*When* You Have Kids…

Why do people say, ‘When you have kids…’ as though they know my future?

It’s just as annoying as, ‘When you get married…’

Such blanket statements bely an assumption that we are all the same and will all follow the same trajectory in life: get married, have kids, raise them, kick them out of home and retire happy. That’s the mainstream road.

What if some of us follow a different path?

What if some of us follow a different path?

Some of us will never marry. Some marriages end in divorce. Some people wind up being childless or childfree. Some people do wild and imaginative things with their lives: championing a cause, becoming a missionary, learning ballet as an adult, writing a book, undertaking a career change.

Not all of us do what society expects of us.

Not all of us do what society expects of us.

So how do we explain this to people who assume we’re going to get married and have kids? How do we politely (or not-so-politely) let people know we are not ‘normal’, when they may be just trying to make conversation?

I have a few responses in mind when people say ‘When you have kids…’:

  • That’s ‘If’. If I have kids.
  • Actually, I may not have kids.
  • I already have kids. Furbabies count, right?
  • I won’t be having kids. I’m childless.
  • Do you know something about my future that I don’t?
  • Is that a prophecy?
  • Did you know childlessness is on the rise in society? (Same goes for singledom too!)
  • Perhaps you don’t know everything about me.
  • Have we met?
  • Let me stop you right there.
  • I just need to let you know that the subject of kids can be painful for me.
  • Have you heard of pronatalism? (Hint: it’s the social favouring of child-rearing and parenthood.)
  • That’s a pronatalist projection.
  • I may do something else with my life.
  • We can talk about ‘When I have kids’ if I can talk about ‘When you get old…’
  • Um, no.

Hit me with yours. I want to hear them!

What they’re saying is unhelpful and can be painful for us.

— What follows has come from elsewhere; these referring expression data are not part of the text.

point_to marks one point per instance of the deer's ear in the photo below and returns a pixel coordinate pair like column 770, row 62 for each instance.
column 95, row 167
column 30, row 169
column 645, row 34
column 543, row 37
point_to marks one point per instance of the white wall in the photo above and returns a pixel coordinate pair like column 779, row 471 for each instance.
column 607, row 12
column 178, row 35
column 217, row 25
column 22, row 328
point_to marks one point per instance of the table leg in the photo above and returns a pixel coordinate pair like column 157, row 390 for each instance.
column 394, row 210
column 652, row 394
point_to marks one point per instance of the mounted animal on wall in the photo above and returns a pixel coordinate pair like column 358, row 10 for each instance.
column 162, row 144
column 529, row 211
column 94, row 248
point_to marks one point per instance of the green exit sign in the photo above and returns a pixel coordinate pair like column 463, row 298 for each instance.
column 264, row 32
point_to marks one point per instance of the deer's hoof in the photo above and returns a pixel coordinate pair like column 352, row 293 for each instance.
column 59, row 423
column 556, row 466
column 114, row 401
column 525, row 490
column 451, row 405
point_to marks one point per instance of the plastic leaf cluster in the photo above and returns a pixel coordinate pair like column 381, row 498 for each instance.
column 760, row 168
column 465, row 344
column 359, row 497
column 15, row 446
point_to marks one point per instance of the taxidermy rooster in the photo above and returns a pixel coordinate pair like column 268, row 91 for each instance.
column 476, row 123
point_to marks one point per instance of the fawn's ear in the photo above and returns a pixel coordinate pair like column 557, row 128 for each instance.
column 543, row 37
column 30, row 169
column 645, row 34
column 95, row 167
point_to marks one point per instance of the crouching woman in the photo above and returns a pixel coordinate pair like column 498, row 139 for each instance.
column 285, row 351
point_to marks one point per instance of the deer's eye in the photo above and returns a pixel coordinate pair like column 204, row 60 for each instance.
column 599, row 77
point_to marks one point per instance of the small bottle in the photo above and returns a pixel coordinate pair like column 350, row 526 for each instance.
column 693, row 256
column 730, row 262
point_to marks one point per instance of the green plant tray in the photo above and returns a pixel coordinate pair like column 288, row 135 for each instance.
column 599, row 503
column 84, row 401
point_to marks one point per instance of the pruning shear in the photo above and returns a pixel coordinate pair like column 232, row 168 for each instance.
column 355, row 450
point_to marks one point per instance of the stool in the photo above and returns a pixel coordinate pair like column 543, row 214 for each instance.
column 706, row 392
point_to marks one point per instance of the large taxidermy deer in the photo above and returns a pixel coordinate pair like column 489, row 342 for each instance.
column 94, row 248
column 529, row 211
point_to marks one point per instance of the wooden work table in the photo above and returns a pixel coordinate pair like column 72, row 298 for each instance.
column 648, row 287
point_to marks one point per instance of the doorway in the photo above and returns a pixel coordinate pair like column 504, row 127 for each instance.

Sometimes we need to let people know that what they’re saying is unhelpful and can even be painful for us. We can name these pronatalist assumptions, especially when they are being projected on to us or others. We can raise the profile of childlessness and singledom in our churches and communities.

Or just point out they’re wrong.

Have you had the ‘When you get married’ or ‘When you have kids’? How do you respond to that? How do others respond to you? Share your story. Let’s have a countercultural conversation.